Cos’ha fatto cambiare idea a Biden, almeno per quanto riguarda le forniture americane? Un complesso di fattori.

Il presidente uscente da agosto non ha più il problema di doversi trovare a gestire in prima persona le conseguenze di una risposta russa e dal 5 novembre non ha più il problema di lasciare in eredità a un’amministrazione presidenziale del suo stesso segno politico (i democratici) la gatta da pelare. Può invece contare sull’ipotesi probabile che i russi non reagirebbero colpendo interessi americani dopo un eventuale utilizzo degli Atacms contro il loro territorio, perché questo potrebbe compromettere le prospettive di un accordo per loro vantaggioso una volta insediato Donald Trump. E può contare sull’altrettanto probabile ipotesi che i russi mettano in stand-by la prevista offensiva per la riconquista della regione di Kursk per non incorrere in perdite di uomini e materiali preziosi divenuti bersaglio degli Atacms.

Dunque la posizione attuale di Biden sembrerebbe win-win: se i russi reagiscono e la guerra si allarga, la mela avvelenata finisce nelle mani di Trump; se i russi non reagiscono, Biden si prende il merito di avere disinnescato l’offensiva su Kursk e consentito a Kiev (e a Washington) di conservare un’importante carta da giocare sul tavolo delle trattative per un futuro armistizio. E comunque vada, lui passerebbe alla storia come il presidente che ha fatto il possibile per difendere l’Ucraina contro le pretese russe, mentre il suo successore repubblicano parlava e agiva come uno che sta svendendo un alleato aggredito.

Soldati ucraini nel Donetsk, Ucraina, 13 novembre 2024 (foto Ansa)
Soldati ucraini nel Donetsk, Ucraina, 13 novembre 2024 (foto Ansa)

Credibilità americana

Questo scenario ha bisogno della cooperazione del governo ucraino, che dovrebbe in realtà trattenersi dall’usare le armi americane e accontentarsi del loro potenziale di deterrenza: la minaccia del loro utilizzo dovrebbe dissuadere i russo-nordcoreani dall’attaccare nella regione di Kursk. In subordine, Biden può lasciare che gli ucraini usino le armi americane contro il territorio russo, ma senza fornire assistenza: certamente la loro efficacia sarebbe ridotta, e quindi la rappresaglia russa meno funesta.

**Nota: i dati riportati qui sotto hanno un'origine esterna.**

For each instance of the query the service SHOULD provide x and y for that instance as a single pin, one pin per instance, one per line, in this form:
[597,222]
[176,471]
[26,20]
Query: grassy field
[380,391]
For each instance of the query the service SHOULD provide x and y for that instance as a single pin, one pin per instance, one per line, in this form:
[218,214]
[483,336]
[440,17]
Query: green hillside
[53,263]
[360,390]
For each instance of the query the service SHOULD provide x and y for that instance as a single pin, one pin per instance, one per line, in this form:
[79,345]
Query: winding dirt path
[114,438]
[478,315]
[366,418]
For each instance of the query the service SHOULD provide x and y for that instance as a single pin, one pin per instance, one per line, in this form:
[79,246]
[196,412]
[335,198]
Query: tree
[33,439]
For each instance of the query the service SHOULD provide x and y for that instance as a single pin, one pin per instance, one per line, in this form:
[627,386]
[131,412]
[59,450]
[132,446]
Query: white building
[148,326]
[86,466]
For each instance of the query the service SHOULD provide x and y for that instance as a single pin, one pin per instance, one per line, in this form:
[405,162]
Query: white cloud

Nel caso che gli Atacms e gli Storm Shadows venissero effettivamente usati – in presenza o in assenza di un’offensiva russo-nordcoreana – con piena assistenza Usa e Nato, non è certo che i russi incasserebbero il colpo senza fiatare, in attesa del cambio della guardia a Washington. Potrebbe aprirsi un secondo ipotetico, tragico scenario. I russi potrebbero pensare che Biden ha le mani abbastanza libere per lasciar usare agli ucraini le armi a lunga gittata contro il loro territorio, ma non è abbastanza forte per far entrare gli Usa in guerra a causa di una loro reazione punitiva contro entità militari americane o alleate in Europa. Trump e l’opinione pubblica americana che in lui si riconosce, alcuni governi della Ue e la maggioranza delle opinioni pubbliche europee insorgerebbero contro la prospettiva di un presidente Usa uscente che dichiara di fatto guerra alla Russia. La rappresaglia russa resterebbe probabilmente invendicata, la credibilità americana ne uscirebbe indebolita. Per non rinunciare alla credibilità gli Usa dovrebbero allora entrare in guerra.

Il crinale su cui si muove la decisione di Joe Biden è questo, e sarebbe senz’altro stato meglio non avventurarcisi.